IMMINENCE DE LA CATASTROPHE
8 juin > 3 juillet 2010
Espac
e III
avec : Nicolas Descottes (Fra), Brian Doyle (USA), Cyril Hatt (Fra), Jonathan Hershaw (Can), Bertrand Segonzac (Fra)

Une exposition proposée par Laurent Bardèche, Annexia.
Notre Monde est vraiment fantastique ! L’homme a mis au point nombre de situations, comportements et systèmes,
parfois à tel point inédits pour lui-même qu’il ne sait même plus en contrôler les éventuels dérèglements ! La faute en incombe aux humains, coupables de se trouver en trop grand nombre, au même moment, au même endroit dans une situation devenue aussi problématique, complexe qu’imprévisible. C’est ainsi que si tous les paramètres sont en soit valables, contrôlables et simulables ; seul le nombre d’humains impliqués peut varier de manière non prévisible, et rendre la situation tout à fait opaque du fait de la densité accrue des informations et au final s’affirmer comme la cause première d’un dénouement catastrophique. Et là c’est l’accident ! Pour éviter cela, quel sera alors le meilleur outil de calcul si ce n’est la simulation en acte du problème lui-même…«Imminence de la Catastrophe» n’est pas une exposition catastrophiste, au sens où elle nous proposerait des situations et images de la catastrophe mais plutôt un composé cynique de simulations et d’anticipations comme autant de témoignages anticipés d’une hantise sociale et historique implacable. Suprême cynisme quand on sait que la réalité en est, elle-même dépourvue. Elle qui ne parvient même pas, du fait de sa spontanéité, à se payer le luxe de trouver le temps de s’illustrer par son diabolisme. C’est ainsi que la société nous promet depuis des temps reculés que la fin est proche – voire très proche – et malgré cela et la mise en place consciente de fausses prédictions, elle continue tout de même de nous annoncer que la fin est pour demain…
Repousser le temps, celui de la disparition de l’homme en l’enveloppant du mystère de la vraisemblance, voilà de quoi nous interdire de crier au délire malsain de la catastrophe finale. La disparition de l’homme, de l’espèce humaine est annoncée sur le mode de l’ellipse, toujours en décalage constant, sans jamais vraiment arriver au moment précis où on l’attendait. Et sans cesse le jugement est repoussé pour celui qui traverse les temps des prédictions mensongères. Au moment même où la catastrophe devrait arriver, s’annonce l’imminence d’une nouvelle qui la remplace ainsi tout à fait avantageusement. Le mensonge efface le mensonge pour donner naissance à une interminable succession de craintes se repoussant elles-mêmes pour nous en faire oublier l’origine. L’on nous dit que la fin est proche et malgré cela, par superstition, l’homme sans cesse la repousse à plus tard… L’anticipation devient alors le mobile d’un crime n’ayant pas encore été commis, comme en attente de réalisation, à la manière d’une promesse ne venant pas et se faisant toujours attendre… C’est qu’en définitive, anticiper permet à notre société d’évacuer la menace réelle, qui quant à elle ne s’annonce jamais mais survient tout simplement.

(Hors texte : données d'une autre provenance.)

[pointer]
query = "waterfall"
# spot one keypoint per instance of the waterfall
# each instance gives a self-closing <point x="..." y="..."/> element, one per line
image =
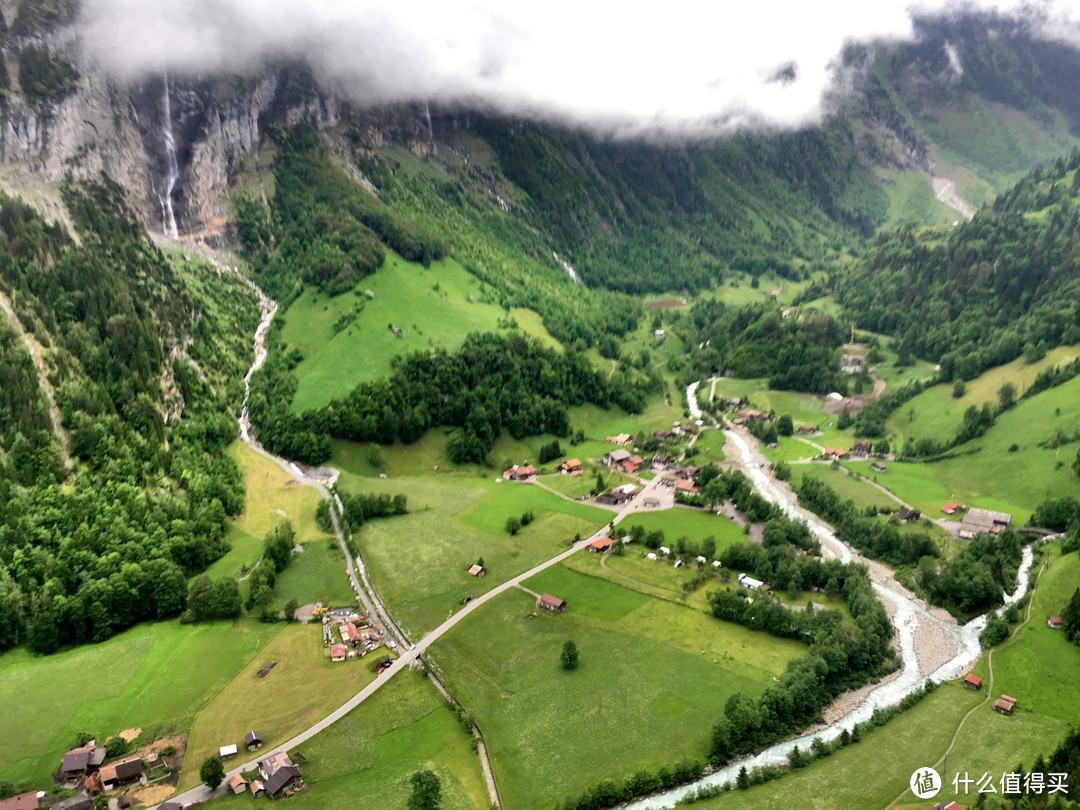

Exposition collective en collaboration avec l’espace Croix-Baragnon, Toulouse. Invitation de Eva Nielsen par Point de Fuite.

Les objets, cela ne devrait pas toucher, puisque cela ne vit pas (…) Et moi ils me touchent c’est insupportable. Jean-Paul Sartre, La Nausée Les paysages d’Eva Nielsen ne doivent être lus en suivant la ligne d’horizon, mais dans le sens opposé : dans l’épaisseur de la peinture, dans sa matière. Savant mélange de techniques diverses, ses toiles recomposent un réel fait de choix précis. Sérigraphie, peintures à l’huile et acrylique viennent composer des situations hors du temps, un semblant de réalité. Ces strates sont autant d’indices de l’intervention de l’artiste dans la création de mondes.L’acte créatif apparaît au grand jour, sans détours : traits de crayon, coulures, retouches, les accidents se révèlent en même temps que la profondeur de la composition.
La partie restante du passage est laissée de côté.